Pun dedaunannya sungguh lebat. Ia memutuskan untuk berhenti terbang, lantas bertengger
di ranting terdekat dari pada ia menabrak dan salah satu sayapnya patah lalu
jatuh ke tanah, menjadi mangsa yang sungguh empuk. Begitupun berpasang mata
rupanya telah mengawasi. Apatah mangsa atau tanya.
Ia pun melompat
menyamping di sepanjang ranting. Pupil hitam ikut bergelinding di berpasang-pasang
bola mata, yang bersembunyi di balik bebayang hitam dedaunan. Meski begitu
sepertinya tak terlalu memperdulikannya. Terus saja melompat, di reranting yang
kian masai tumbuh makin ke bagian hutan terdalam. Menyusut pula daya mentari yang
menerabas lebatnya dedaunan. Redup.
Namun, kian
tak perduli rupanya ia, tenggelam dalam redup yang nyaris gulita. Kian jelas
pula bahwa ada sesuatu yang hendak dicari di hutan Negeriku. Niat awal yang
begitu besar sepertinya.
Lamat dari
kejauhan terdengar olehnya suara kerosak dan reranting patah.

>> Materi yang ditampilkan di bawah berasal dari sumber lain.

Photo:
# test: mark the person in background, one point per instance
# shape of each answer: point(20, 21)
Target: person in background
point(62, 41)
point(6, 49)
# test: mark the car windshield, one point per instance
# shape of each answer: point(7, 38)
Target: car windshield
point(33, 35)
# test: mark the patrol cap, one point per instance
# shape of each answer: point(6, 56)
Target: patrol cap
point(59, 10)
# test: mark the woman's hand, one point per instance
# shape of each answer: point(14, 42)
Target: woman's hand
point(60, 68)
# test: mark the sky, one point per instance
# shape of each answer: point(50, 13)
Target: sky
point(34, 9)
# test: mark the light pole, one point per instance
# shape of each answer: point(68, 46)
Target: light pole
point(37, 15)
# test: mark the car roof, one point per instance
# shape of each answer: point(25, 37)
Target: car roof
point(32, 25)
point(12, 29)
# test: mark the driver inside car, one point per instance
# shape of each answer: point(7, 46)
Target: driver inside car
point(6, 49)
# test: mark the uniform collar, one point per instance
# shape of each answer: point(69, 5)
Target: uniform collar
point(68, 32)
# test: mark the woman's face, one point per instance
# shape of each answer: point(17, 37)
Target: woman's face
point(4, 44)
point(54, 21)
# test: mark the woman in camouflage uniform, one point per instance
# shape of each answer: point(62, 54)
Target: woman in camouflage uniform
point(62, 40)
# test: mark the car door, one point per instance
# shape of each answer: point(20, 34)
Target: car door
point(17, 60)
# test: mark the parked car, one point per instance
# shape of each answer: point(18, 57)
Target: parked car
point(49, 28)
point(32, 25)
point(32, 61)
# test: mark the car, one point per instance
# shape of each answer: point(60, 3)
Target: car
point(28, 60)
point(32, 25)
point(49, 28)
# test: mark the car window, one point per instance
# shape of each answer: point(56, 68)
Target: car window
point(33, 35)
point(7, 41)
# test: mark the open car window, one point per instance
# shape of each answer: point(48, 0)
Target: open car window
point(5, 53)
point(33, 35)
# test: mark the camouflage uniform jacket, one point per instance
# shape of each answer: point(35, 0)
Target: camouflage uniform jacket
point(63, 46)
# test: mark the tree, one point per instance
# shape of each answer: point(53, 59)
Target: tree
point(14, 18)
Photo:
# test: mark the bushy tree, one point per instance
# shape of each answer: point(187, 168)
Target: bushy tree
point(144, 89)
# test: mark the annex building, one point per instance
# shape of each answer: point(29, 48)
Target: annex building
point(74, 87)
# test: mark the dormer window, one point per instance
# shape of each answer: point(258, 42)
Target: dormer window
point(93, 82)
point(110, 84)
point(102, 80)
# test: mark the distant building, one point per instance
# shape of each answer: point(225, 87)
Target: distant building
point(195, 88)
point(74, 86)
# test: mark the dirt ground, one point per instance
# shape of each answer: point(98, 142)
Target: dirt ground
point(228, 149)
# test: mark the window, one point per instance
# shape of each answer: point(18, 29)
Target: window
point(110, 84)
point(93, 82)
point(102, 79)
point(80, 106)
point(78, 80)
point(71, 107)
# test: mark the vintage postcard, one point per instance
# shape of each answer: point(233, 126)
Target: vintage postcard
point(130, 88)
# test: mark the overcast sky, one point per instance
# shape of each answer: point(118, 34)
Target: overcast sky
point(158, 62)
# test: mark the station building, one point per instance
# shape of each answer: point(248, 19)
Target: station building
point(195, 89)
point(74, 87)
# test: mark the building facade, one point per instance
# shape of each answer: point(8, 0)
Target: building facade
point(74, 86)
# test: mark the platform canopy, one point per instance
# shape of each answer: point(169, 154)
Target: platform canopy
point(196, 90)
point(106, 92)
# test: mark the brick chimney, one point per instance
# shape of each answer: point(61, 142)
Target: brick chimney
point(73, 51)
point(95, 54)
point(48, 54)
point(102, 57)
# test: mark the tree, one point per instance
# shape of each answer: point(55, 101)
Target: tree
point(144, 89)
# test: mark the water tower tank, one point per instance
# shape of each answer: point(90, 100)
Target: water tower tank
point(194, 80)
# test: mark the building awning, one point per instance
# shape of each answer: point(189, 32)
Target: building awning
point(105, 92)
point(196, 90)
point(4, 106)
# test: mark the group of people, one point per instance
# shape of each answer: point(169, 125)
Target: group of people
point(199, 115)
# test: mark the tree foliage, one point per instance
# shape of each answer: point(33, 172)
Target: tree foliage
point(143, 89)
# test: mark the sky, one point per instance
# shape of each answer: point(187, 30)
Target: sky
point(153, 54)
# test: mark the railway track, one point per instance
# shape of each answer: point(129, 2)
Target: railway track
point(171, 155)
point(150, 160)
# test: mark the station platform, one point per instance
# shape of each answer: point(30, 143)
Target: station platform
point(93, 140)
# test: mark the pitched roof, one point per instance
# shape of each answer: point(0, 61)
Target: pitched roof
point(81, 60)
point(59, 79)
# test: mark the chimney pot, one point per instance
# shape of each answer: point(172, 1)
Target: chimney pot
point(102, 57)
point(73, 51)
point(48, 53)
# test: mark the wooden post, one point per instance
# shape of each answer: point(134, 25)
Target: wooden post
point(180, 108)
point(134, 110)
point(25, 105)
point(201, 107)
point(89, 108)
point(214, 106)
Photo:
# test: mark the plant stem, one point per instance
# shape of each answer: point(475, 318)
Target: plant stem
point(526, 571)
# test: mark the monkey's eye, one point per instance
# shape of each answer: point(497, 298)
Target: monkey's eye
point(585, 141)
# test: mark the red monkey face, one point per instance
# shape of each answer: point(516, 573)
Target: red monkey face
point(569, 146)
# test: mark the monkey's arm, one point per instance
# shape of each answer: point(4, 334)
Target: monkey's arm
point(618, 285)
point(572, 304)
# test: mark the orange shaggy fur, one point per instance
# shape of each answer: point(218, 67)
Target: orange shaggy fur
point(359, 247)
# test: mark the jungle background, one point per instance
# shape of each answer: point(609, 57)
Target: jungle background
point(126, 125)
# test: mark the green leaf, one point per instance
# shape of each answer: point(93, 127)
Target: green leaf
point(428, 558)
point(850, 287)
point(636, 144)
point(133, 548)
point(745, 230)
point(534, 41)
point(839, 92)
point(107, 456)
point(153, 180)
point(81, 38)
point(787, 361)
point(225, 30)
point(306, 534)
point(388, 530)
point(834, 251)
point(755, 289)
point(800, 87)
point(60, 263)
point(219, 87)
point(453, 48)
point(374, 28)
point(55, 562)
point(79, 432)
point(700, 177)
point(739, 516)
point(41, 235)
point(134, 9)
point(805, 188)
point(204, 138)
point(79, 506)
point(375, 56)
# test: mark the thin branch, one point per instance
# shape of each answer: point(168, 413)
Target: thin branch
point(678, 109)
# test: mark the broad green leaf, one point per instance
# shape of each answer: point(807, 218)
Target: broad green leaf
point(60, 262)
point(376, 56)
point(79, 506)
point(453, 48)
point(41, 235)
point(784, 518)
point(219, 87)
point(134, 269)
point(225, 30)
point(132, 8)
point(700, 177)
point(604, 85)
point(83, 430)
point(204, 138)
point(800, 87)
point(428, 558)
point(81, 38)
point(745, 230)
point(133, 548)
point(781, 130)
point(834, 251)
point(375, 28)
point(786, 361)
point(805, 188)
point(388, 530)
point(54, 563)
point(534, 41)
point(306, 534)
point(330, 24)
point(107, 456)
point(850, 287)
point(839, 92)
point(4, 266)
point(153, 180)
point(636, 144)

Angin dan dedaunan turut berseteru, meriuhkan suara gaduh. Desau
melarung hingga ke ranting tempat ia sedang bertengger. Seketika ranting di
cengkeramannya bergoyang akibat kegaduhan yang berada disekitarnya. Berpasang-pasang
mata tampaknya dirundung kengerian yang hebat atas suara tersebut. Mencoba
menjauh. Namun sekali lagi ia tak searus dengan mereka yang dirundung
kengerian. Malah ia menyongsong suara tersebut, gapah-gopoh.
Tak ada lagi
sepasangpun mata yang mengawasinya kini. Ia terus menyongsong suara gaduh yang
makin terdengar jelas. Mulai dapat dikaisnya kembali jejak cahaya yang hampir
tidak mampu menerabas lebat dedaun. Sesampainya, ia tak mendapati apapun dari
muasal suara gaduh itu. Kecuali setangkup reranting dan dahan yang patah,
dedaunan yang luruh, terbentang luas. Bak sabit telentang. Dan setitik bayang
hitam nun terbang tinggi. Raut wajah burung asing sekelebat beralih murung. Di
tatap angkasa yang kembali terbuka.
Seekor
burung gagak melayap ke arahnya, datang menghampiri. Bebulu sayapnya coklat,
jambulnya putih dan bagian lain tubuhnya hitam pekat. “Tenanglah, Nak.”
“Kemana Tuan
Adurag terbang, Tuan Gagak?”
“Aku
sesungguhnya benar-benar tak mengetahui ke mana ia terbang. Namun yang sungguh
dan masih dapat kuyakini ia tetap akan kembali ke hutan Negeriku.”
“Lamakah?”
“Dan
janganlah kau banding-bandingkan kepentinganmu dengan kerahasiaan kehendak
sehingga ia terbang meninggalkan hutan negeriku. Ia akan kembali, kelak. Bila
hati dan sayapnya berkehendak. Sebab di hutan inilah tempat ia dilahirkan dan
tumbuh besar.”
“Jadi, apa
yang harus kulakukan…”
Di potongnya
sebelum pertanyaan si burung asing selesai, tuan gagak bertanya agak mengangguk,
“Siapa namamu, Nak?”
“Saya Risatu, Tuan”
“Kau tampak
berbeda sekali dari burung-burung yang pernah kutemui, Risatu. Risatu…. nama
yang aneh menurutkku. Baik, namaku Nanda, dan untuk pertanyaanmu sebaiknya
mulailah berhenti bertanya. Sebab ia kelak akan membunuh nyawamu secuil-demi-secuil.”
Risatu diam(geming).
Tuan Gagak
sama sekali tak ada kata. Di balik paruhnya ia berdiam.
“Dari mana
kau berasal?”
“Aku baru
kali ini menjadi burung.”
Tuan gagak
tak terkejut sama sekali, ia sepertinya sudah mafhum dengan hal ganjil. Menjadi burung.
“Ikut aku!”
Tuan Gagak
merentang sayap, mengepak lalu terbang mendahului Risatu. Mereka melintasi setangkup kerusakan yang di sebabkan Tuan
Adurag. Jauh. Sesaat Risatu mendapati sebuah Pohon yang tegap tinggi.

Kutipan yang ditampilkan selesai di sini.